I am wondering how are the covenants in unity under the overarching covenant of grace?


----------



## Contra_Mundum (Apr 22, 2015)

"How" might best be explained as "in Christ."


> WLC Question 31: With whom was the covenant of grace made?
> Answer: The covenant of grace was made with Christ as the second Adam, and in him with all the elect as his seed.



The various historic covenants are serially revealed as outworkings of a grand and eternal design for human salvation. Elements of coherence may be detected across various administrations; but the ultimate locus of unity is found in a single divine purpose, expressed in covenant-form (cf. Zech.6:13; Is.49).

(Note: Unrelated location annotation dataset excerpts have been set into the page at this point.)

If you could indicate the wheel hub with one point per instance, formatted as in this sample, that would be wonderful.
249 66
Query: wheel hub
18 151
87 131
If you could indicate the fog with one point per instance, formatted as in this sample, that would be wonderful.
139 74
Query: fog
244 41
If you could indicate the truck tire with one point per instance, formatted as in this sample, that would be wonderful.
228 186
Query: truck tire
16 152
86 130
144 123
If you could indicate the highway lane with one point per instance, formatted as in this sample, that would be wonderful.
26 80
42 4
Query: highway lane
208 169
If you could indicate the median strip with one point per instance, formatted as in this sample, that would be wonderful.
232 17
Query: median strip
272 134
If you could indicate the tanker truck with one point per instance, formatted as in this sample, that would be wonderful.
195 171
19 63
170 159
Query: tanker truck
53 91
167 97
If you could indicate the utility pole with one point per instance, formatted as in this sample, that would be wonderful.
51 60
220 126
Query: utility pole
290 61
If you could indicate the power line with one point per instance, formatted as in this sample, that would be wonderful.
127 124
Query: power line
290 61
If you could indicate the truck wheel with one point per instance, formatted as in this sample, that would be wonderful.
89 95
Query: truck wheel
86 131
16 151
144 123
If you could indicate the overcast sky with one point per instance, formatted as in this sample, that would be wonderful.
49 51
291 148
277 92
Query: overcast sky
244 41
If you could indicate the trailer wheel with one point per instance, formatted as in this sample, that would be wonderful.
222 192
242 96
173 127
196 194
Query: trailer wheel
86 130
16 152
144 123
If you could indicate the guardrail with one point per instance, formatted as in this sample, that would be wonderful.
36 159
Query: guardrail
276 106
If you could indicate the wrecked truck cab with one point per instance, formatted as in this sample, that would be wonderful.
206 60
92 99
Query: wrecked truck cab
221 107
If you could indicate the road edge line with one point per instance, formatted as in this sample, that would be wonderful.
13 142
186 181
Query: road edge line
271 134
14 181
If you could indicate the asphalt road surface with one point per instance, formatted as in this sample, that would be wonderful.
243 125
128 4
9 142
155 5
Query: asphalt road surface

Does this answer the question?


----------



## arapahoepark (Apr 22, 2015)

Contra_Mundum said:


> "How" might best be explained as "in Christ."
> 
> 
> > WLC Question 31: With whom was the covenant of grace made?
> ...



It very much does answer the question. One other one that I have been wondering: how does Noah then relate into it? I have read somewhere that there were two, one with Noah himself (Gen 6) and then a sort of recreation/common grace one with his posterity (Gen 9).


----------



## Contra_Mundum (Apr 22, 2015)

Different folks may attempt to answer the question in different ways. I answered somewhat in the other thread you referenced. In that reply, I concentrated on the "universal" (common) benefits of the post-flood covenant ceremony, because there is an "all flesh" aspect to the promises made therein.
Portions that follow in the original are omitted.